A lucid, literate history of a model society—though whether a model of good or evil remains a subject of debate.
Tucked among the nearly impenetrable mountains of southern Greece, Sparta was less an empire or kingdom than an alliance of small, unostentatious villages. Its leaders, most famously Lycurgus (“wolf-worker”), whom Cartledge (Classics/Cambridge Univ.) memorably reckons to have been a cross between George Washington and Pol Pot, shunned the thought that these settlements should hide behind tall walls and acropolises, in the manner of other Greeks; instead, its warriors and its topography would keep it safe. And so it was for nearly 300 years, until first a threatened invasion on the part of the Persian empire gave insular Sparta a key role in Western history; it was then, at the close of the fifth century b.c., that Sparta’s famed 300 fighters held off the invaders at Thermopylae. (The story, Cartledge notes wryly, will soon be coming to a theater near you, “with stars of the stature or at any rate the cost of George Clooney and Bruce Willis said to be running to play [the Spartan hero Leonidas].”) Cartledge considers the Spartan defense of Thermopylae to have been an event more important to European, and even English, history than the Battle of Hastings.

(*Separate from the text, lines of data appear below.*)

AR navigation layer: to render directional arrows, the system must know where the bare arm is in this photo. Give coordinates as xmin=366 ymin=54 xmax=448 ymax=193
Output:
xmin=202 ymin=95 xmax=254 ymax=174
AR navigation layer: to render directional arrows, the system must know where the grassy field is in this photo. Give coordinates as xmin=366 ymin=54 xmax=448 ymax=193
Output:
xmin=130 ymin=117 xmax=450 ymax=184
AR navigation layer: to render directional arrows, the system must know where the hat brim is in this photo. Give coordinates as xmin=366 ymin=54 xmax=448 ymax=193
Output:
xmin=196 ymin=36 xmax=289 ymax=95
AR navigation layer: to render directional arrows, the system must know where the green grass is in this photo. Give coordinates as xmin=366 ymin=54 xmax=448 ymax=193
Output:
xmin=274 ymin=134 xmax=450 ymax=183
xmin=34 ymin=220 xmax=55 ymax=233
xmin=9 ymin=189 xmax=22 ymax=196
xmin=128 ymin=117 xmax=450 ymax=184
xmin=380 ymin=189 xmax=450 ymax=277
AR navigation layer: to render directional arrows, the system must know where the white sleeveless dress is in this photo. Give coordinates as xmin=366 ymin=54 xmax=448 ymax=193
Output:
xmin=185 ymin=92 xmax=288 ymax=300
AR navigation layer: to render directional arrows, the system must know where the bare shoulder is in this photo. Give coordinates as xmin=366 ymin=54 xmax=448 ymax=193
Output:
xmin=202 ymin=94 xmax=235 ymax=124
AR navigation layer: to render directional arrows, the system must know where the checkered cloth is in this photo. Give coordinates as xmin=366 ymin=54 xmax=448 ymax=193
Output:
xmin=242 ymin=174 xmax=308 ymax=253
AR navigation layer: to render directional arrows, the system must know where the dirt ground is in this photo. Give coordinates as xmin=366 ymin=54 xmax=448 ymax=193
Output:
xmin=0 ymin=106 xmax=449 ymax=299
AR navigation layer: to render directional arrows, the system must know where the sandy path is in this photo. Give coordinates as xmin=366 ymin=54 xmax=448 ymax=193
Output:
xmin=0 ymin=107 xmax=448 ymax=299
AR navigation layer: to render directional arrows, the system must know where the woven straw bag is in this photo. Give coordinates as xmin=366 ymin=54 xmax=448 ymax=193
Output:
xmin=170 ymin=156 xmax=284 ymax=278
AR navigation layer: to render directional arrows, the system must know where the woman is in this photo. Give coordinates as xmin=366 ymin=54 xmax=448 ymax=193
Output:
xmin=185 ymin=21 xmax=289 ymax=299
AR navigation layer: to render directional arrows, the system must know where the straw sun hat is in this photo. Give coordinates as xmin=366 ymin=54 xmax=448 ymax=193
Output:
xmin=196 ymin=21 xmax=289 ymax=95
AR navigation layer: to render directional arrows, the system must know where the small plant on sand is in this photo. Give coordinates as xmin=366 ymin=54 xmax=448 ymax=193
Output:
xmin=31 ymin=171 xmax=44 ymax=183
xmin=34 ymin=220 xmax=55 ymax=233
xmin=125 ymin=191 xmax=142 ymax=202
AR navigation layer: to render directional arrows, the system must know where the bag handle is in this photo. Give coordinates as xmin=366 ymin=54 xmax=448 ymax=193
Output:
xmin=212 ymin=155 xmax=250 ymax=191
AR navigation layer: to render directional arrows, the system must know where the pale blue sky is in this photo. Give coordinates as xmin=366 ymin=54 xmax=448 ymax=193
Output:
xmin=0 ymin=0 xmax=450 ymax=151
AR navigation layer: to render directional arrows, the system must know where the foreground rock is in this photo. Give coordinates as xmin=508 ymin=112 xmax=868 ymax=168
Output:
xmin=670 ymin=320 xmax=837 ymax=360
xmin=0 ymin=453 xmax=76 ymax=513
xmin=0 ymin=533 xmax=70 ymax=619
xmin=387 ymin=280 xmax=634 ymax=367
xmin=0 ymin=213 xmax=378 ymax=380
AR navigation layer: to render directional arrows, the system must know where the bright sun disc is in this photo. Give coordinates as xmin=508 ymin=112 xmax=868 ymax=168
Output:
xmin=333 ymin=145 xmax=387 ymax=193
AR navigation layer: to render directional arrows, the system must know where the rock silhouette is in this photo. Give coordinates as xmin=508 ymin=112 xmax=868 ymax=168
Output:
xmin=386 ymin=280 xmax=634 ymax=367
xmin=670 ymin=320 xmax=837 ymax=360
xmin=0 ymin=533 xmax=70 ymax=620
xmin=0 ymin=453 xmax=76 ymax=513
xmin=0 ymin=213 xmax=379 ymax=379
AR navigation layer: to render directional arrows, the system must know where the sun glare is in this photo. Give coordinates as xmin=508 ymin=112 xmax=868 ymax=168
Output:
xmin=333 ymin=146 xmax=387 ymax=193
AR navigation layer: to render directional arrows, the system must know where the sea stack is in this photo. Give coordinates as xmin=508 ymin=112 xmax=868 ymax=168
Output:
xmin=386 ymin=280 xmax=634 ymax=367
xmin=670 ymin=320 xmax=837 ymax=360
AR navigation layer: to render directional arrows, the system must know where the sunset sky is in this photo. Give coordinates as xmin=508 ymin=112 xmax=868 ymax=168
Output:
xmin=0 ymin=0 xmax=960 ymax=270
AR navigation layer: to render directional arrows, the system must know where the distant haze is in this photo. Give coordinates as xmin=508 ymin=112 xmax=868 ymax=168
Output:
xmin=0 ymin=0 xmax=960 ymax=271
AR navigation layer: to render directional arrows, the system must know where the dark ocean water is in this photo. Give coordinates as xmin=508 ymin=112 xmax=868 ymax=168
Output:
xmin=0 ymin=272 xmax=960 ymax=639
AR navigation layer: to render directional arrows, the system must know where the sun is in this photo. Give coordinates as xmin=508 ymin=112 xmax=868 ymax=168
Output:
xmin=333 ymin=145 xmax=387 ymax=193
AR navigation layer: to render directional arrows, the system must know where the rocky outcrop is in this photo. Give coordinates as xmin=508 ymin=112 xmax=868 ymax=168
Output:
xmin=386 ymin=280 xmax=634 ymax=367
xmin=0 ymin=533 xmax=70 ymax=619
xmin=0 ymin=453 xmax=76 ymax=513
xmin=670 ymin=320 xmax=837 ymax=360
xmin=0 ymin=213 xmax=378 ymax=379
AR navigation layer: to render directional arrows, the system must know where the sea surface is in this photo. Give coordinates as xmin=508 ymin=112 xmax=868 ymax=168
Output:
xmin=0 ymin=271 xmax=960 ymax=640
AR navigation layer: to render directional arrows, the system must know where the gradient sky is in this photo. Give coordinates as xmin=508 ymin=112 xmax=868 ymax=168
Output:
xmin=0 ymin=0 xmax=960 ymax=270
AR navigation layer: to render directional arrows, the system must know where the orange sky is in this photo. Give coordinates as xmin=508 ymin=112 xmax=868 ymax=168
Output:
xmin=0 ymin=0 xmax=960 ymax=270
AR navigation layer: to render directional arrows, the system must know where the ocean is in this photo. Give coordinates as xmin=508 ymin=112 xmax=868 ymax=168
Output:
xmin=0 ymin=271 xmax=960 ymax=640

The Peloponnesian War, he allows, was perhaps of less importance, though it remade the Greek world following Sparta’s defeat of Athens. Though admiring of Spartan accomplishments and the bravery of its warrior heroes, Cartledge takes pains to note the dark side of Spartan life: a martial society whose privileged youth took pleasure in hunting and killing slaves, whose well-organized secret police used murder and terror to keep the people in line. So much for utopia—though, as Cartledge notes, Sparta was the real-life model for Thomas More’s vision of a virtuous and virile world.
Chocked with learning lightly worn, and a pleasure for anyone interested in the ancient world.